Não é descabido associar a postura deste funcionário ao comportamento de Thomas aquando da avalanche de neve - fugiu para sobreviver -, ambos imbuídos naquilo que Kant chamaria de disposição para a animalidade (para os impulsos sensoriais, para necessidades fisiológicas, para prazeres imediatos), descurando, por momentos, aquilo que o filósofo alemão definiria como moralidade (seguir a razão e princípios éticos), precisamente o que Ebba fez: protegeu os filhos em momento de perigo. A certa altura Ebba diz ao casal amigo que o instinto dela foi proteger os filhos e o instinto de Thomas foi outro. Talvez Ebba seja quem melhor harmoniza animalidade e moralidade, numa visão equilibrada da vida, da humanidade, e quem mais próxima está do prazer moral kantiano.
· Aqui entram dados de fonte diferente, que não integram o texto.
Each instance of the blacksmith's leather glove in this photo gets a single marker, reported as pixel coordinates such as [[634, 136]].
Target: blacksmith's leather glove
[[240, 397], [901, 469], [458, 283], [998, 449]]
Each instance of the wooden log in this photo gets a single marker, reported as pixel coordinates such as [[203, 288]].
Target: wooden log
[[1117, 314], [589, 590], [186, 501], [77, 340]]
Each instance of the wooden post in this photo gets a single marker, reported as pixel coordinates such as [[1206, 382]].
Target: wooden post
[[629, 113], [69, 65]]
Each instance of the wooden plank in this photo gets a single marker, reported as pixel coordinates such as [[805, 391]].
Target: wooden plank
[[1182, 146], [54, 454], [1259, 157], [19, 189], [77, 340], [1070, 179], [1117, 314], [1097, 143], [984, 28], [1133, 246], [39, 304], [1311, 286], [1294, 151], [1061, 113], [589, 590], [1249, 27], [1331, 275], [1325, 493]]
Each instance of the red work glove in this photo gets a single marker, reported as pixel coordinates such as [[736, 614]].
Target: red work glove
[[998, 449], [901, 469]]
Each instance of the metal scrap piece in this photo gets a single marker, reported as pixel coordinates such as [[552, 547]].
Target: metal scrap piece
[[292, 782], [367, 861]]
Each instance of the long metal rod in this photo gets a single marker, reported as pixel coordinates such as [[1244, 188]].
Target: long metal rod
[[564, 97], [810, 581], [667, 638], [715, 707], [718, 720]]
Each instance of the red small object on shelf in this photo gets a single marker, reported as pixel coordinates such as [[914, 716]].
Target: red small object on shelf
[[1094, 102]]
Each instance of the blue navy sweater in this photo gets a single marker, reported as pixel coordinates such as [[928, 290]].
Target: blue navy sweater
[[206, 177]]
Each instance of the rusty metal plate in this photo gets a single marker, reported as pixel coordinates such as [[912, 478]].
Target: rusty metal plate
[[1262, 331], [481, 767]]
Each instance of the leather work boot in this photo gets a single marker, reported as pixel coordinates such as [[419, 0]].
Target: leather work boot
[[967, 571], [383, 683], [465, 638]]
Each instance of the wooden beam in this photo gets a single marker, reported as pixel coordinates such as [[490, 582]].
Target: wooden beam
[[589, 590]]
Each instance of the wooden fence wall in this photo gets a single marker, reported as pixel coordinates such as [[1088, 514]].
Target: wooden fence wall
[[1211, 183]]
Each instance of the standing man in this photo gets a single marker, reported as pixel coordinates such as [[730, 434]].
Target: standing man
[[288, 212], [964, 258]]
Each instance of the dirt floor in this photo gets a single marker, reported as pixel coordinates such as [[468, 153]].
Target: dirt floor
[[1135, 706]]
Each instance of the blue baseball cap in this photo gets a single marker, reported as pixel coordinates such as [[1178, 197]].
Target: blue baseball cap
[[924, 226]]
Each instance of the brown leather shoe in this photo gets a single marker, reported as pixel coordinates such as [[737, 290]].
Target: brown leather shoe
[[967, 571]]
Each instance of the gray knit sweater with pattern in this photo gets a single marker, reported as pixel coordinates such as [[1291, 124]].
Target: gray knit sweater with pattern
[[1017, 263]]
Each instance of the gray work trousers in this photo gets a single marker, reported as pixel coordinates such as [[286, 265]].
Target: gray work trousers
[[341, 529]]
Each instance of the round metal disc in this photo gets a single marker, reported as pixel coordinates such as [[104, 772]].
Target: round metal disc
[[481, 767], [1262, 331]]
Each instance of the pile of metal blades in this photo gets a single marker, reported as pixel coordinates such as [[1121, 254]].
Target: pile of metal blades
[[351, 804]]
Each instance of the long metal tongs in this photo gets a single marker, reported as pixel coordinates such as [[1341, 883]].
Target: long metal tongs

Numa conversa de Ebba com uma amiga/conhecida no hotel, surge uma discussão à volta das visões diametralmente opostas de vida conjugal / familiar: Ebba centrada e fechada no círculo marido-filhos; a amiga em relações fugazes com outros homens - tem uma relação aberta com o marido -, dividindo o tempo entre as suas 'aventuras' e a vida familiar. Ebba chega mesmo a ficar indignada com o comportamento e as opções da outra mulher, reforçando aqui a sua disposição para a moralidade. Mas, esse fardo da moralidade parece pesar cada vez mais em Ebba, ao ponto de sugar-lhe a felicidade - quando decide ir esquiar sozinha vemo-la em reflexão, provavelmente a medir o peso do fardo.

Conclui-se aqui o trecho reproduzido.